Con il solo scopo di aggiungere ai titoli accademici ed alle cariche il merito di essere stata oculata nella amministrazione.
E quindi di poter a buon diritto occupare un Ministero nel quale la buona amministrazione è ancora più essenziale, dal momento che il primo obbiettivo dovrebbe essere costituito dalla eccellenza del prodotto “studenti” e degli scambi che hanno per oggetto ciascuno dei giovani laureati.
E mi pare anche il caso di ricordare che i problemi della istruzione non sono costituiti soltanto dall’edilizia scolastica, della cui importanza nessuno  può dubitare, bensì dalla eccellenza degli scambi aventi per materia la produzione di istruzione, la produzione dei diplomati e dei laureati, la comunicazione e la apprensibilità del “prodotto studente”.
Che è tutt’altra cosa.
Tra l’altro, è possibile che cinquantatre miliardi siano un’inezia per quel ministero: lo ha detto il ministro.
Ma dov’ è il piano di gestione della istruzione? E senza una pianificazione di gestione, come si fa a sostenere che il piatto piange?

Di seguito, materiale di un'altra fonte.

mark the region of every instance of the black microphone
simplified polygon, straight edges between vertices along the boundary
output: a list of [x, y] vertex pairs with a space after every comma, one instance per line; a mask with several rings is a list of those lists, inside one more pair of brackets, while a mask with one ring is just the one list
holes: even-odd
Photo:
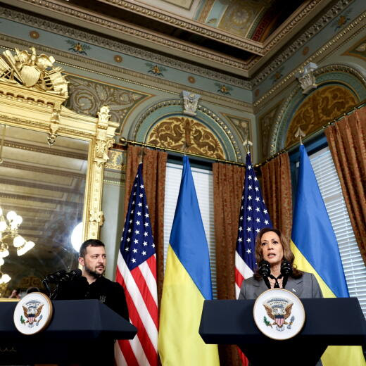
[[282, 289], [284, 289], [284, 286], [287, 283], [287, 279], [289, 279], [289, 277], [292, 274], [292, 266], [286, 259], [282, 260], [281, 263], [281, 274], [284, 276], [284, 279], [282, 281]]
[[82, 271], [77, 268], [76, 270], [72, 270], [70, 271], [68, 273], [65, 274], [65, 279], [64, 281], [73, 281], [78, 277], [80, 277], [82, 274]]
[[265, 260], [262, 260], [258, 265], [258, 272], [263, 277], [263, 280], [265, 284], [267, 285], [267, 287], [270, 289], [271, 285], [268, 279], [268, 276], [271, 273], [271, 266], [270, 263]]
[[66, 274], [66, 271], [65, 270], [60, 270], [59, 271], [47, 274], [44, 281], [46, 281], [51, 284], [56, 284], [60, 281], [62, 281], [65, 274]]

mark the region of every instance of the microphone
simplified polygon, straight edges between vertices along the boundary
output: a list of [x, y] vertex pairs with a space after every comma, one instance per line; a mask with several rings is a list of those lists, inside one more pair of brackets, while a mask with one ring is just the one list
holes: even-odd
[[77, 268], [76, 270], [72, 270], [72, 271], [70, 271], [68, 273], [65, 274], [64, 281], [72, 281], [78, 277], [80, 277], [82, 274], [82, 271], [80, 269]]
[[263, 281], [267, 285], [267, 287], [270, 289], [271, 285], [270, 284], [270, 281], [268, 280], [268, 276], [271, 273], [271, 266], [270, 263], [265, 260], [262, 260], [260, 263], [259, 263], [258, 272], [263, 277]]
[[292, 266], [286, 259], [282, 260], [282, 263], [281, 263], [281, 274], [284, 276], [282, 289], [284, 289], [284, 286], [287, 283], [287, 279], [289, 279], [289, 276], [292, 274]]
[[65, 274], [66, 274], [66, 271], [65, 270], [60, 270], [59, 271], [55, 272], [54, 273], [47, 274], [44, 281], [50, 282], [51, 284], [56, 284], [60, 281], [62, 281], [62, 279]]
[[58, 284], [58, 282], [64, 282], [65, 281], [72, 281], [80, 277], [82, 274], [82, 272], [79, 268], [68, 272], [66, 272], [65, 270], [60, 270], [54, 273], [48, 274], [44, 281], [51, 284]]

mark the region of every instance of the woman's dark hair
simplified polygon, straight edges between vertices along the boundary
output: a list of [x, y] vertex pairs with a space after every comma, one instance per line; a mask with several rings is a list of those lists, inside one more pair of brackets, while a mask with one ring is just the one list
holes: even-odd
[[[263, 260], [263, 254], [262, 251], [262, 236], [266, 232], [270, 232], [276, 233], [279, 238], [279, 241], [281, 241], [281, 244], [282, 245], [282, 248], [284, 251], [283, 259], [286, 259], [292, 267], [292, 274], [291, 277], [293, 278], [301, 277], [303, 275], [303, 272], [296, 268], [296, 265], [294, 265], [295, 255], [294, 255], [294, 253], [291, 250], [290, 241], [278, 229], [265, 227], [258, 232], [257, 236], [255, 237], [255, 260], [257, 261], [257, 264], [259, 265], [259, 263]], [[262, 278], [262, 276], [258, 273], [258, 270], [254, 272], [253, 276], [256, 279], [260, 279]]]

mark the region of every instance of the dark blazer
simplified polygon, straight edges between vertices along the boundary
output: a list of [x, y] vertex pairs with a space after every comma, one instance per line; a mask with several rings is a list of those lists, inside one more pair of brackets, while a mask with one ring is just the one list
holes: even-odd
[[[289, 277], [285, 289], [294, 292], [298, 298], [313, 298], [323, 297], [315, 276], [307, 272], [304, 272], [303, 275], [298, 279]], [[239, 300], [255, 299], [260, 294], [267, 289], [268, 288], [262, 279], [258, 280], [254, 277], [250, 277], [243, 281], [240, 288]], [[249, 362], [249, 366], [251, 366], [251, 362]], [[316, 366], [322, 366], [320, 360], [317, 362]]]
[[[298, 298], [322, 298], [322, 291], [317, 279], [312, 273], [304, 272], [300, 278], [289, 277], [285, 289], [295, 294]], [[239, 300], [251, 300], [257, 298], [260, 294], [267, 290], [265, 282], [260, 279], [250, 277], [243, 281], [240, 288]]]

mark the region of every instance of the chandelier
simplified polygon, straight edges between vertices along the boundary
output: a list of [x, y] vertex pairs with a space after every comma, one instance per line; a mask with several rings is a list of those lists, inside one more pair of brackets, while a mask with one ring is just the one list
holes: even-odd
[[[18, 229], [23, 222], [23, 217], [15, 211], [9, 211], [6, 219], [0, 207], [0, 267], [4, 265], [4, 258], [9, 255], [9, 244], [13, 239], [13, 246], [16, 248], [17, 254], [23, 255], [34, 246], [33, 241], [27, 241], [18, 233]], [[8, 282], [11, 278], [0, 271], [0, 284]]]

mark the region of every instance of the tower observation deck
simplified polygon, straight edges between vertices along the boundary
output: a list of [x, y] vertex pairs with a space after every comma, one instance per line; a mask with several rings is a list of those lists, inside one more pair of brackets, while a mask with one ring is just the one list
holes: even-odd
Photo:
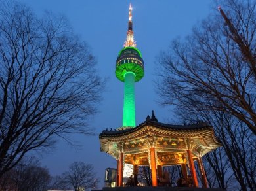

E torno ai simboli di Stato. Questo Governo insiste almeno su due vantaggi: l’equa – metà e metà– ripartizione tra uomini e donne dei ministeri e la giovane età media, la più bassa da sempre.  Io credo che dividere la partecipazione “di genere” in base al numero sia inaffidabile. I Ministeri vanno assegnati in forza delle capacità, e io credo che, oggi e in Italia, le donne siano più capaci degli uomini.
Ma bisogna dimostrarlo ed esserne certi. E per questo non basta né il criterio dell’età né quello della ripartizione quantitativa.
Comunque, l’ambizione smodata e l’uso spregiudicato di qualsiasi mezzo sembrano essere venuti alla ribalta – dopo secoli di vita quasi nascosta, anche se non più che tanto – come nuovissimi simboli di stato.
E chissà che non siano anche il collante tra Renzi e i suoi ministri?
Attenzione: il “metodo Renzi” per far carriera è forse il più rapido, ma non è affatto il meno pericoloso, neppure a livello personale. Recita un vecchio adagio: “chi di spada ferisce, di spada perisce”, e il neo Presidente del Consiglio ha fatto quanto ha potuto per circondarsi di persone  almeno in apparenza (e forse non tutte) simili a sé nel livello di ambizione e di mancanza di scrupoli…
E le spalle non sembrano coperte più che tanto.